Global and local maxima in a weighted sum of logarithms of linear functionals?

225 Views Asked by At

Is is possible to describe, and locate efficiently, the maxima of the function below in the parameters $\mathbf{x}$

$$\sum_{i} p_i \log( N + \sum_j x_j[B_j +(A_j-B_j)\delta_{ij} + min(A_j,B_j) ]) \quad [1] $$

There are 2 constraints.

Firstly:

$$ \forall j \quad 0 \le x_{j} \le N_j \quad [2] $$

$\mathbf{x}$ are non-negative real numbers in the first approximation and must only be non-negative integers in a version closer to the real-world problem.

Secondly:

$$-\sum_j x_jmin(A_j,B_j) \le N \quad [3]$$

where the constants, $\forall i,j$ are:

  • $A_j, B_j$ are rational numbers such that $A_jB_j <0$

  • $\delta_{ij}$ is the Kronecker delta (1 if $i=j$, $0$ otherwise)

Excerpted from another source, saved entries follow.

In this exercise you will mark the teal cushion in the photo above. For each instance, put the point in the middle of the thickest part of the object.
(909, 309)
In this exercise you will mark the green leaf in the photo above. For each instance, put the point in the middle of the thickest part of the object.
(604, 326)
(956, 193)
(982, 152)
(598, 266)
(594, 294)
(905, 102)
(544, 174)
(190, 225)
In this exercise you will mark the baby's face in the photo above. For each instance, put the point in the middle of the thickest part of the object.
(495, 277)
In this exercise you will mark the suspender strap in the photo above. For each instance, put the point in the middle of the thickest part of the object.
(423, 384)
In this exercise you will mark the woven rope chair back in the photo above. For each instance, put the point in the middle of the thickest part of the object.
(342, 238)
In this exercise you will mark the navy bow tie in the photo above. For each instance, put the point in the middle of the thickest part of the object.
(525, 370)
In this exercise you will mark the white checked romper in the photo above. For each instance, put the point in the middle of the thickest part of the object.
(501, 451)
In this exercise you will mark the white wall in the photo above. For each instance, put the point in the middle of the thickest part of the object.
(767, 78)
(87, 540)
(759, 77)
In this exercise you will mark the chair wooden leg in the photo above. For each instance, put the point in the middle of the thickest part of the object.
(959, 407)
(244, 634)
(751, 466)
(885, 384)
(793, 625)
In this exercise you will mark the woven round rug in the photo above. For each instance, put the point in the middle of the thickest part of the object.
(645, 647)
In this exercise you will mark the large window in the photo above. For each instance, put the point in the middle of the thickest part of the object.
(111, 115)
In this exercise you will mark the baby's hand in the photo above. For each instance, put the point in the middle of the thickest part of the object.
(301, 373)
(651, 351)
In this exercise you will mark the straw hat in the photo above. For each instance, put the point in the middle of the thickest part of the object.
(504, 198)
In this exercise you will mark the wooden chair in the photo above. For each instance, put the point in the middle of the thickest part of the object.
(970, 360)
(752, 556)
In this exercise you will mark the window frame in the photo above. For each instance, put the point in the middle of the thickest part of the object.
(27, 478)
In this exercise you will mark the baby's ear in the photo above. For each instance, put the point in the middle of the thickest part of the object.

  • $ p_i \ge 0$ are postive real numbers such that $\sum_ip_i=1$

  • $N_j$ and $N$ are positive integers.

The gradient function is such that the derivative wrt $x_k$ is

$$\sum_i \frac{p_i(B_k +[A_k-B_k]\delta_{ik} + min(A_k,B_k) )}{N + \sum_j x_j[B_j +(A_j-B_j)\delta_{ij} + min(A_j,B_j) ]} \quad [4]$$

and the hessian is defined so the derivative wrt $x_{k}$ and the $x_r$ is

$$-\sum_{i} \sum_{l} \frac{ p_ip_l(B_k +[A_k-B_k]\delta_{ik}+min(A_k,B_k))(B_r +[A_r-B_r]\delta_{lr} + min(A_r,B_r))}{(N + \sum_j x_j[B_j +(A_j-B_j)\delta_{ij} + min(A_j,B_j) ])^2} \quad [5]$$

Finding zeros of the gradient function doesn't help find the optima. (I don't know if some manipulation using partial fraction techniques may help.)

I would like to know of the uniqueness of global maxima and how it relates to local maxima.

How would things change if we replaced $\log()$ with $exp(-())$, a quadratic form or Kahneman and Tversky's value function,

$v(y) = y^a$ if $y>0$, $-\lambda(-y)^{\beta}$ otherwise.

I'm not sure how peaks and troughs are carried over in a weighted sum.

I'd like to use numerical optimizers, but I keep finding local maxima, which could be due to step size issues or maybe the function is very rough.

Meta-heuristics does reasonably well, but is computationally expensive and I believe better understanding of the problem will cause dramatic improvement.